“Was that how you came to emigrate to this country, Marian?” she asked. “Are you and your mother Mormons?”
“I’m no Mormon!” exclaimed the girl, through her clenched teeth. “But they made one of my father, and led him to break my poor mother’s heart, so that I hate him—I that used to love him next to her—and would never set eyes on him again if I could help myself.”
“Hate your own father!” cried Lulu, aghast at the very idea. “Oh, how can you?”
“He isn’t like yours,” Marian returned, in quivering tones: “if he was I’d love the very ground he walks on. He used to be kind, but now—he’s cruel and heartless as—I’d almost said the father o’ lies himself!”
“Oh, Marian, what has he done to grieve your mother so?”

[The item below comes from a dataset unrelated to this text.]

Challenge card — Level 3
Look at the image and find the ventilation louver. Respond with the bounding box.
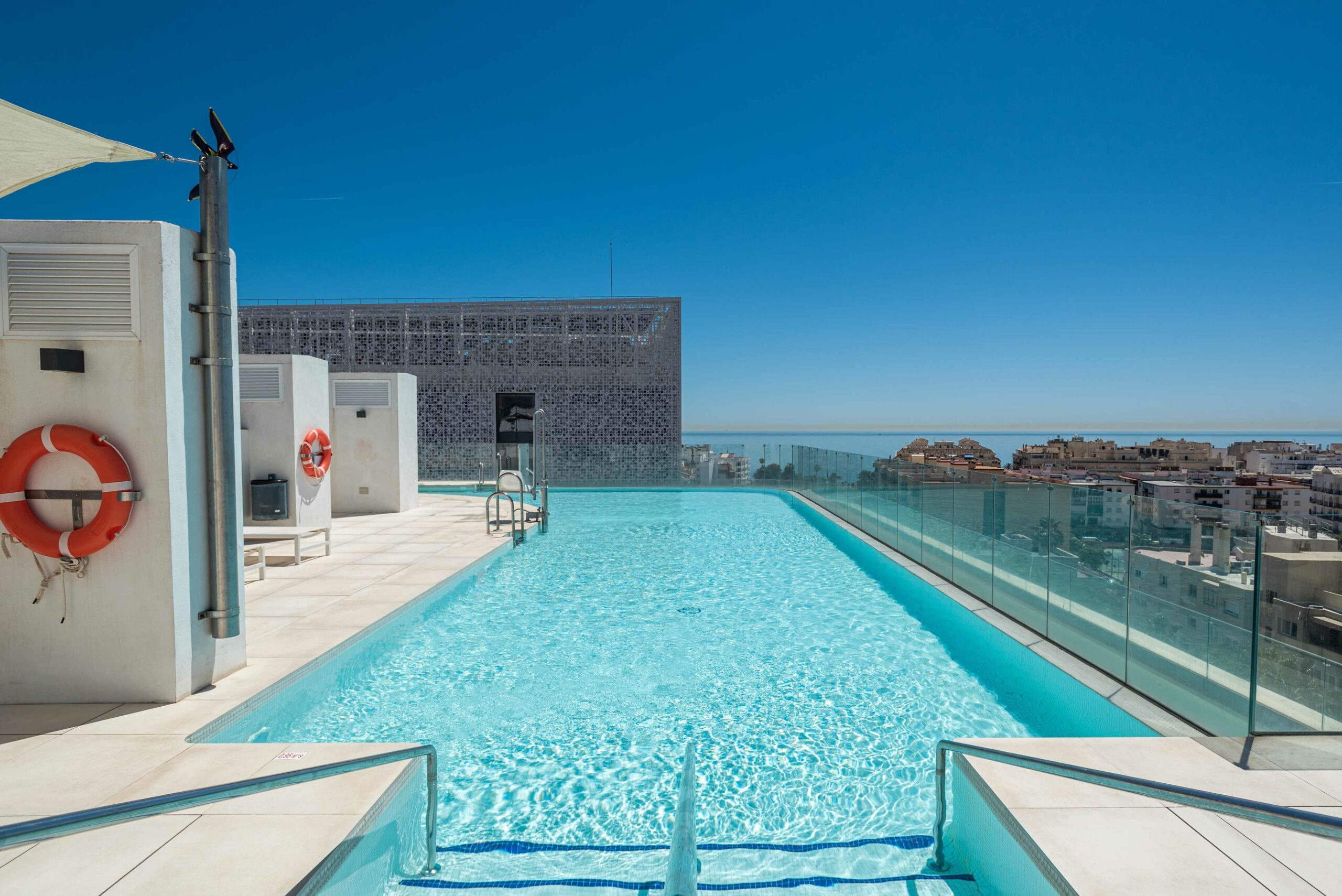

“What the Mormons teach that every man ought to do if he wants a high place in heaven; taken other wives.”
“Why!” exclaimed Lulu, “that’s very, very wicked! They send men to the penitentiary for doing it.”
“They deserve worse than that,” said Marian, her eyes flashing. “I’m no Mormon, I say again. Do you know they teach the women that they can’t go to heaven unless they have been married?”
“I know better than that,” Lulu said emphatically; “for the Bible says ‘Believe on the Lord Jesus Christ and thou shalt be saved.’ And I know some very good Christian ladies who have never been married. I don’t see how anybody who believes the Bible can be a Mormon.”
“No, nor I,” said Marian; “for a good many things they say one must believe, are directly the opposite of what the Bible says. For instance, that the blood of Christ doesn’t atone for all sin, but some sins have to be atoned for by shedding the sinner’s own blood. I think that—beside contradicting the Scriptures—it is the same thing as saying that Jesus’ blood is not of sufficient value to pay for all the wickedness men have done, and buy their salvation, if only they choose to accept it as a free gift at his hands, believe in him, and love him with all their hearts, so that they will be his servants forever.”